The Baltics! My friend, what's happening there is not political. This is not about oppression. You're an economist. You of all people ought to know that.
Not political!
This is not about forms of government or appropriations of power or anything of the sort. This is about the globalization of markets, the apotheosis of consumerism. Your… human chain — Kaladjian spat both words — is nothing more than a glorified product-promotional placement.
Well I'm not going to stand around discussing the fall of Eastern Europe with this crypto-fascist.
Absolutely astonishing, Dale Bergen said, to no one. If seems to be self-assembling.
Michael Vulgamott snorted. You mean the human chain, or the global socialist meltdown?
I'm just a biologist, Bergen answered. I couldn't tell you about the thing's politics. But from this distance, it looks an awful lot like a long polypeptide growing itself out of side chains.
Adie broke in on the speculating circle. This isn't happening, she said. Again? Didn't this dream die two months ago? I cant take any more developments. I'm overloading.
You think you're overloading? Jackdaw gestured toward a screen, where news of the latest upheaval coursed through the system. You ought to see what's happening to the network access points. Every time there's a new development, the whole Net grinds into gridlock.

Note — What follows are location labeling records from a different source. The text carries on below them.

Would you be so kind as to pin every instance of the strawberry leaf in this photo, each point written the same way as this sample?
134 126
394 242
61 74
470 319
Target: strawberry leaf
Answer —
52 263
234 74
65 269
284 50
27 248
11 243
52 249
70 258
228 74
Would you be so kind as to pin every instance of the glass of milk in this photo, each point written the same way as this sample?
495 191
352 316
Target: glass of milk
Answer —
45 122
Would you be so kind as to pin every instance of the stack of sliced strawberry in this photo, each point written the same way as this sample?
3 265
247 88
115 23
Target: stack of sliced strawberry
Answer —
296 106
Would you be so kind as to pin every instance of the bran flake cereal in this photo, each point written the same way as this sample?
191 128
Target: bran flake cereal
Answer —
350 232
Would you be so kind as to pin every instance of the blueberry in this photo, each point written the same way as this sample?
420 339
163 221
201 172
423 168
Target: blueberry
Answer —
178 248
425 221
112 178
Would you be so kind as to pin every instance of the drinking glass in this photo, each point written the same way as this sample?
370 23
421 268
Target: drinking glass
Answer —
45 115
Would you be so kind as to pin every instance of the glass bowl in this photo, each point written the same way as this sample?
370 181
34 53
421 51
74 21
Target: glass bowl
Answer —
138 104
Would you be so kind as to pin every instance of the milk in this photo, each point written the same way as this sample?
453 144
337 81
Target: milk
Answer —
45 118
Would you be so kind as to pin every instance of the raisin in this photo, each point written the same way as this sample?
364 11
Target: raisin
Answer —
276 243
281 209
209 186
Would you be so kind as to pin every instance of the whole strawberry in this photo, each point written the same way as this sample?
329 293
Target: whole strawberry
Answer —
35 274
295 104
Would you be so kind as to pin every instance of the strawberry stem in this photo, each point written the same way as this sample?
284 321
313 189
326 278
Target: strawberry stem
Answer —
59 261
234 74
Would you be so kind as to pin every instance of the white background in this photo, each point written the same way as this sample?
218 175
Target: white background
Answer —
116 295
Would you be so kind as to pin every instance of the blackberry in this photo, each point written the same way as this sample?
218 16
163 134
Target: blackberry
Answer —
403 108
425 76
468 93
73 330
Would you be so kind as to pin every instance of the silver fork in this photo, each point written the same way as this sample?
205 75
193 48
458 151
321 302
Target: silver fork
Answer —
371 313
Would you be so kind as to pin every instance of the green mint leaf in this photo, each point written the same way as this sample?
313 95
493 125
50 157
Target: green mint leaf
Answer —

It's true, Spiegel said. The Ethernet pipes can't keep up with all the excitement. The links are gummed to a standstill. Like southbound 1–5 at late afternoon. Too much happening at once. We're generating more transcript than we can move.
Lim grew defensive. But we're doubling data capacity every—
Don't flatter yourself, Kaladjian cut in. Current events will always double faster.
Adie stood spellbound by the five-hundred-kilometer game of Red Rover. Hands grasped one another, adhering like nerve cells into an embryonic spinal cord. Someone? Please. What are we supposed to hope for here? How many times are we supposed to get burned?